A Practical Git Workflow for Data-Heavy Projects: Submodules, Shallow Clones, and Exact Reproducibil
A Practical Git Workflow for Data-Heavy Projects: Submodules, Shallow Clones, and Exact Reproducibility
git isn’t just for code. When your project blends data, models, notebooks, and artifacts, you quickly hit friction: large files, non-code dependencies, and the need for reproducible environments. This guide walks you through a concrete, robust workflow you can adopt for data-heavy projects. It covers repository structure, submodules, shallow clones, reproducible environments, and practical branching strategies. You’ll come away with a workflow that keeps teams aligned, reduces accidental data drift, and makes it easy to audit every step from data to model.
Table of contents
- Why this workflow
- Repository layout
- Branching model
- Data management with git: submodules and large files
- Handling dependencies and environments
- Reproducibility: provenance and environments
- Typical commands you’ll run
- CI considerations and testing
- Common pitfalls and how to avoid them
- Example end-to-end scenario
Why this workflow
- You need stable references to data and models across developers and CI.
- Data files are large; you don’t want every clone to fetch every dataset.
- You want reproducible experiments with explicit environment specs and data provenance.
- You want a lightweight way to ship smaller artifacts (code, configs) while keeping data tied to specific commits.
Repository layout
- root/
- data/ (large datasets; typically git-ignored or managed via submodules)
- data-submodules/ (git submodules pointing to external data repos)
- models/ (trained models or model artifacts, tracked as lightweight pointers)
- notebooks/ (Jupyter/Colab notebooks)
- src/ (source code)
- configs/ ( experiment configs, hyperparameters )
- environment/ (environment specs, e.g., conda.yml, pip-tools.txt)
- pipelines/ ( orchestration scripts )
- reports/ ( results, plots, dashboards )
- .gitignore
- README.md
Branching model
- main (or master): production-ready state; minimal, well-tested data pipelines and models
- dev: integration work; merging features here after review
- feature/*: individual experiments or data processing features
- data-reviewed/*: points of data validation or dataset versioning milestones
- hotfix/*: urgent fixes to production pipelines
- For experiments and notebooks, use short-lived branches and tag important data/model milestones
Data management with git: submodules and large files
- Submodules for datasets:
- Create a separate data repository (data-repo) that contains data assets.
- In the main repo, add it as a submodule:
- git submodule add https://example.com/org/data-repo.git data-submodules/dataset-A
- Commit the submodule pointer:
- git commit -m "Add dataset-A as submodule"

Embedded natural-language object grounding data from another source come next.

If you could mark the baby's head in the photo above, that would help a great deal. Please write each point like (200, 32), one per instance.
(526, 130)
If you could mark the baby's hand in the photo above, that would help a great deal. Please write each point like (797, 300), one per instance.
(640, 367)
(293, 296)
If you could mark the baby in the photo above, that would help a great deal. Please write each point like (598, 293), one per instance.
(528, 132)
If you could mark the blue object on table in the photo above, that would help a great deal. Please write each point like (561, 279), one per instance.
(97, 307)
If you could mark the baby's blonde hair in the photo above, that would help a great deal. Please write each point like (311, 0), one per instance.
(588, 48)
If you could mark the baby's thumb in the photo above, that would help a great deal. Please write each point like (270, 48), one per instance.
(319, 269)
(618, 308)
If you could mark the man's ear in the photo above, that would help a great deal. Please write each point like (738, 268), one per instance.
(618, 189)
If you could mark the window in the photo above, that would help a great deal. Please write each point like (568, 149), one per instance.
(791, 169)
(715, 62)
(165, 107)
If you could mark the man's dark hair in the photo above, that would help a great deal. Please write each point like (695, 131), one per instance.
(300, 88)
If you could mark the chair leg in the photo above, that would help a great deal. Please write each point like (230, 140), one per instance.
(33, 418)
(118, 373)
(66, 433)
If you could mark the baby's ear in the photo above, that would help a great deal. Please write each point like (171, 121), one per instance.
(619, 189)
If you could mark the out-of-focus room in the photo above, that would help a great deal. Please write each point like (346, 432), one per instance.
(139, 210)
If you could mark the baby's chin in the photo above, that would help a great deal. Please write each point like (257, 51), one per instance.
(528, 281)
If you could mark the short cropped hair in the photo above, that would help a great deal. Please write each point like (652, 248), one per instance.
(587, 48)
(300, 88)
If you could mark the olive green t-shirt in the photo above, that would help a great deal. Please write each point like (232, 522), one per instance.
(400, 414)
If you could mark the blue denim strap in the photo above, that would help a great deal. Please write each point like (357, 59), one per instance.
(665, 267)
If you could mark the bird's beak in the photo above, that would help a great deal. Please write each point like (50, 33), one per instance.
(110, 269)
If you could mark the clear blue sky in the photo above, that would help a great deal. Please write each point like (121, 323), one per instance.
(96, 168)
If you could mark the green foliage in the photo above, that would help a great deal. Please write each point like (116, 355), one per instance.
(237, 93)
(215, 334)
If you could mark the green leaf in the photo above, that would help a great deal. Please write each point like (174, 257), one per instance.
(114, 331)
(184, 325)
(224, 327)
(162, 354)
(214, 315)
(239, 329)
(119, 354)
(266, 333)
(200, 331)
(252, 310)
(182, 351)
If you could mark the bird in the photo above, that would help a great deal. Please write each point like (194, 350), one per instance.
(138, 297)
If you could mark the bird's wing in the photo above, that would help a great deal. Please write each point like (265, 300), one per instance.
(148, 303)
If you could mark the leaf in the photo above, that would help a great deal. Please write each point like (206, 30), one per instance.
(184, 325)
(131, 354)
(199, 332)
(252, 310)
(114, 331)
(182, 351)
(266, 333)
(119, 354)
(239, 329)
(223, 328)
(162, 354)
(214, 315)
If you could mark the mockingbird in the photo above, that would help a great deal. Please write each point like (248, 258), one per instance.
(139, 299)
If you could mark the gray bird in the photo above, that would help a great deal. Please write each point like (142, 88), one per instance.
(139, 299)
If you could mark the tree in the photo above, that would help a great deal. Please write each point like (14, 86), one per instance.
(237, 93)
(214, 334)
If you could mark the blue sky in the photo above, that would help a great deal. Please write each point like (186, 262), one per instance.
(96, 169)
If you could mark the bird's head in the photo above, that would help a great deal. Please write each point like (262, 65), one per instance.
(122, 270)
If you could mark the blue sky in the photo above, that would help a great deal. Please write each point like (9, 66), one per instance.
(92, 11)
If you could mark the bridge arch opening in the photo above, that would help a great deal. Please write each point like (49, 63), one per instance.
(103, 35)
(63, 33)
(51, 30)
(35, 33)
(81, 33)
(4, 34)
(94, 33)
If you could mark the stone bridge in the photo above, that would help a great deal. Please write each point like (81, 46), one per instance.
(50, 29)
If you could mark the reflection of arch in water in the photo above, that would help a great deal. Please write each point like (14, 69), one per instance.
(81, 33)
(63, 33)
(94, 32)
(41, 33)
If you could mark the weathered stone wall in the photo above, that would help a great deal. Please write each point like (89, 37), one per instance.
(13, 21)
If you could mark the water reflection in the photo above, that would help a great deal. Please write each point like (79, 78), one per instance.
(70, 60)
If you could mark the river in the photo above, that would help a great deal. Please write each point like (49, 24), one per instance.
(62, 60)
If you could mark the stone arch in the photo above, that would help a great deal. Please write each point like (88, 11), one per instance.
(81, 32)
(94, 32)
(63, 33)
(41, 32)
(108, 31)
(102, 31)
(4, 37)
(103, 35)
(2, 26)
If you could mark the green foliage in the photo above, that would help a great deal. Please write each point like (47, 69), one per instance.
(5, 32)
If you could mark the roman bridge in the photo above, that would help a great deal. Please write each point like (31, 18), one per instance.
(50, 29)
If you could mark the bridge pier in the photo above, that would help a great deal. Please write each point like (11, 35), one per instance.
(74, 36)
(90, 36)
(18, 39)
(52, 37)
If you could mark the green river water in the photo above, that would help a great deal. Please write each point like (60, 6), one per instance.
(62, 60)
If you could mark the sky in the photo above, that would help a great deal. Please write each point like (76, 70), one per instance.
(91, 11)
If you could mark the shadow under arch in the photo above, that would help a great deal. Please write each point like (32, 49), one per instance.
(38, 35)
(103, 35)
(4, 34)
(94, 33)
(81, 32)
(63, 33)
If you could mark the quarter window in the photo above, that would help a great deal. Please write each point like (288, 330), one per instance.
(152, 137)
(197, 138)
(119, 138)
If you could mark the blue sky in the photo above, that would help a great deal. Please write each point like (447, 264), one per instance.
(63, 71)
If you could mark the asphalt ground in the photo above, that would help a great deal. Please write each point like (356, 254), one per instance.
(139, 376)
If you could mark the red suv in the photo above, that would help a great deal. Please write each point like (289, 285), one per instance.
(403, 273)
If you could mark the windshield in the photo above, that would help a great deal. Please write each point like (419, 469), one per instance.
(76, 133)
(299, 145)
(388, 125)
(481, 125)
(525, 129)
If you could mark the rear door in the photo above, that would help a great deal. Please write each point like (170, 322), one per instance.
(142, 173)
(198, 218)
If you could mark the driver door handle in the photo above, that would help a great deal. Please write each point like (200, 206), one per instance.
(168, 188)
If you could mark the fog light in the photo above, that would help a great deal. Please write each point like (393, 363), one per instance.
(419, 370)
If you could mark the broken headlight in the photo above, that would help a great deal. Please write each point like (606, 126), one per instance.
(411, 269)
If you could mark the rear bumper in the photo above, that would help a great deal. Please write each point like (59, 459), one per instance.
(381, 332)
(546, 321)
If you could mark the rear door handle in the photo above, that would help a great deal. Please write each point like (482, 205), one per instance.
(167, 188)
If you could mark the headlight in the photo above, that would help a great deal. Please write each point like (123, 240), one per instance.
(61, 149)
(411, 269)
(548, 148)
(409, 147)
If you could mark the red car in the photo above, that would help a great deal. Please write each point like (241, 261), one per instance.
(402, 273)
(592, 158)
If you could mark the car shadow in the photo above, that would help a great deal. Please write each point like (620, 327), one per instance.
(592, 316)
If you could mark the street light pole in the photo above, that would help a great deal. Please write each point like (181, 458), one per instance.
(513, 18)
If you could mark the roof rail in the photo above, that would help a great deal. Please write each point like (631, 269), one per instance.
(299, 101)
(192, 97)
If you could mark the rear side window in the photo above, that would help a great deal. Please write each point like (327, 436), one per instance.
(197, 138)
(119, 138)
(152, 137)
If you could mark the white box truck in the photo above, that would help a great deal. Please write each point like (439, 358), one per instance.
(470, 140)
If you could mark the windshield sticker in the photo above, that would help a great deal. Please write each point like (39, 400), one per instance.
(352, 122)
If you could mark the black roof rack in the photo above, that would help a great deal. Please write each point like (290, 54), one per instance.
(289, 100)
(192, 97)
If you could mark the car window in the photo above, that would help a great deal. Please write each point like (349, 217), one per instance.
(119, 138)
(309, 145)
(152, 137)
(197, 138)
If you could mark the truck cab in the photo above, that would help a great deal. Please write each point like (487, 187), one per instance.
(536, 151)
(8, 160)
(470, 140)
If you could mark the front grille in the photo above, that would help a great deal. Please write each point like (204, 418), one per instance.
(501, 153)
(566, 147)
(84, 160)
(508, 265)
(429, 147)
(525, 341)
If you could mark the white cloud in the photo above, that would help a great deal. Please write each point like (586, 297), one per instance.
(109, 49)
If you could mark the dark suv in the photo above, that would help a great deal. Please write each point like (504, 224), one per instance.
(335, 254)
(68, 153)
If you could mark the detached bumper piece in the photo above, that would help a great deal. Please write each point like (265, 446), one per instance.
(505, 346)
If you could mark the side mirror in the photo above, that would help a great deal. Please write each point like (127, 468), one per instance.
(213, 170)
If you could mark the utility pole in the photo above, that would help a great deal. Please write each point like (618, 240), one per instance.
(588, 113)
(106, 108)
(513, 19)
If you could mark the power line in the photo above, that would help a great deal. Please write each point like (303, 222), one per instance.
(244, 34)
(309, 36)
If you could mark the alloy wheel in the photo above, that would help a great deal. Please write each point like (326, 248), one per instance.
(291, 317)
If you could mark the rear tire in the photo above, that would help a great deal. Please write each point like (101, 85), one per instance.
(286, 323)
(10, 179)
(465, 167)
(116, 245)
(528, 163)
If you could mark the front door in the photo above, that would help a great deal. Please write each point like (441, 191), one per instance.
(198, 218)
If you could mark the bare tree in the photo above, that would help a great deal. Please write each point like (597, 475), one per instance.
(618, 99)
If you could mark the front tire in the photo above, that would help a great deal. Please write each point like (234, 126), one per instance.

- Benefits: you keep data separate, avoid bloating the main repo, and can pin exact data revisions.
- Work with shallow clones for speed when you don’t need full history:
- git clone depth 1 recurse-submodules
- For existing repos: git fetch depth 1 recurse-submodules
- If you must store large files in the repo:
- Prefer Git LFS (Large File Storage) for datasets and models:
- git lfs install
- git lfs track "*.parquet"
- git add .gitattributes
- git add data/subset.parquet
- git commit -m "Track large data with LFS"
- Note: LFS requires a storage backend; coordinate with your CI/CD.
Handling dependencies and environments
- Pin exact environments per experiment:
- environment/conda.yaml (or environment.yml)
- environment/pip-tools.txt (or requirements.txt)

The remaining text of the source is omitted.